- Andromeda is Meta’s proprietary machine learning (ML) system design for retrieval in ad recommendation focused on delivering a step-function improvement in value to our advertisers and people.
- This system pushes the boundary of cutting edge AI for retrieval with NVIDIA Grace Hopper Superchip and Meta Training and Inference Accelerator (MTIA) hardware through innovations in ML model architecture, feature representation, learning algorithm, indexing, and inference paradigm.
- We’re sharing how Andromeda establishes an efficient scaling law for retrieval by harnessing the power of state-of-the-art deep neural networks, benefitting from the co-design of ML, system, and hardware (NVIDIA and MTIA chips) that improves performance and return on investment.
AI plays an important role in Meta’s advertising system by leveraging the power of machine learning (ML) to predict which ads a person will find most interesting. This helps people learn about a business or product they are interested in while helping an advertiser meet their objectives such as increasing brand awareness, acquiring new customers, and driving sales.
Retrieval is the first step in our multi-stage ads recommendation system. This stage is tasked with selecting ads from tens of millions of ad candidates into a few thousand relevant ad candidates. In the following stage, larger and more sophisticated ranking models predict people and advertiser value to determine the final set of ads to be shown to the person.

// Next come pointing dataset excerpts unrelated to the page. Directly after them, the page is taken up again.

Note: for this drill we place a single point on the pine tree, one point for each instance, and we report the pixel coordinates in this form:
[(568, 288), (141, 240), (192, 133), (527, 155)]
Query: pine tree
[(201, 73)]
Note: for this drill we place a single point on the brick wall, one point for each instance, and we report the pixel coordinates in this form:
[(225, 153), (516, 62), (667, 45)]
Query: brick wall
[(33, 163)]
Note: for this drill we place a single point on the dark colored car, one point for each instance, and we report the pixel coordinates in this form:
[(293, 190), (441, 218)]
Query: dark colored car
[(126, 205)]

Challenges and opportunities in this new era of advertiser automation with generative AI
The retrieval stage is challenging primarily because of scalability constraints in two axes: volume of ad candidates and tight latency constraints.
Volume of ad candidates: Retrieval processes three orders of magnitude more ads than subsequent stages. Features like predictive targeting, which dramatically improve advertiser outcomes, are computationally expensive. The continued positive momentum of Meta’s Advantage+ suite further increases the number of eligible ads through automation of audience creation, optimal budget allocation, dynamic placement across Meta surfaces, and creative generation. Finally, with the adoption of powerful new tools based on generative AI for creating and optimizing ad creative content, the number of ads creatives in Meta’s recommendation systems is expected to grow significantly.

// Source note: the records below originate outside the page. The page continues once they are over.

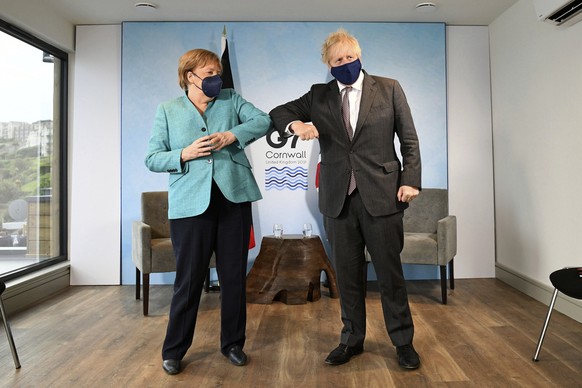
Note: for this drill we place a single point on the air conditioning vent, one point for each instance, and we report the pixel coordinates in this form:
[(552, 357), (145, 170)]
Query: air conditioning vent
[(559, 12)]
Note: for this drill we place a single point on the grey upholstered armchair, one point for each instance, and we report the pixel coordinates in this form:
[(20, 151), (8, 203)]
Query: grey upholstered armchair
[(152, 250), (430, 235)]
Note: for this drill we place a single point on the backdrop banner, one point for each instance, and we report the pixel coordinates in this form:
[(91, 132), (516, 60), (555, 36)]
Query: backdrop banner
[(272, 63)]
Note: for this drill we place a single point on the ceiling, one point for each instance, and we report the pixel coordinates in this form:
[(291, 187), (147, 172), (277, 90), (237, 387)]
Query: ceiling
[(451, 12)]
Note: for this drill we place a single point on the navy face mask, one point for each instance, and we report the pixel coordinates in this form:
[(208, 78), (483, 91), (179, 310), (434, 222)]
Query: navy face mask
[(347, 73), (210, 85)]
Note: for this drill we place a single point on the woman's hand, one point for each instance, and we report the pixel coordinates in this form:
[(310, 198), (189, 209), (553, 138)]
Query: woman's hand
[(200, 147), (222, 139)]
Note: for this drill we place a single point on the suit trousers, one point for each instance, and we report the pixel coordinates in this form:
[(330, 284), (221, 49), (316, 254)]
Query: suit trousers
[(225, 229), (348, 234)]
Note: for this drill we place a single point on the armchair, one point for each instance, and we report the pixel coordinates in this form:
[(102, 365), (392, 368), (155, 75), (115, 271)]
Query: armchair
[(430, 235), (152, 250)]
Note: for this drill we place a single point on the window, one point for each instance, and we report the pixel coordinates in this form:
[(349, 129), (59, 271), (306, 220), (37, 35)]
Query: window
[(33, 124)]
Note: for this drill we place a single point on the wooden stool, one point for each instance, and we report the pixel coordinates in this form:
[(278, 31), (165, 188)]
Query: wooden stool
[(288, 270)]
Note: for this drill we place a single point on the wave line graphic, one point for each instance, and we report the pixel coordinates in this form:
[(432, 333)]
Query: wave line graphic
[(286, 178)]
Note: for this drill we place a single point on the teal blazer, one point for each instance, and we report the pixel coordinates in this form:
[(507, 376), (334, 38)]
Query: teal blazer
[(178, 123)]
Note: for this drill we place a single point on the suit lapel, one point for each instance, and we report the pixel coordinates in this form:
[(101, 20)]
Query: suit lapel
[(368, 94)]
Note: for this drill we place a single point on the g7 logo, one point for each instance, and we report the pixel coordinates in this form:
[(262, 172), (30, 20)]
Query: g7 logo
[(277, 141)]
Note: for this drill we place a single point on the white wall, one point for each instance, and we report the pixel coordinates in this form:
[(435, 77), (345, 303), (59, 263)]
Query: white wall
[(95, 157), (39, 19), (537, 123), (470, 150), (95, 199)]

Tight latency constraints: Selecting ads rapidly is essential for delivering timely and relevant ads, as any delay can disrupt the viewers experience by not providing the most current content. As advertising becomes increasingly dynamic, frequent updates to both delivery and each person’s interests demand increased model complexity in near real-time.
Processing such a vast number of ads in so little time is capacity intensive, which requires substantial optimization and innovation to scale up model complexity for better personalization while maintaining a high return on investment (ROI) on the required infrastructure investments.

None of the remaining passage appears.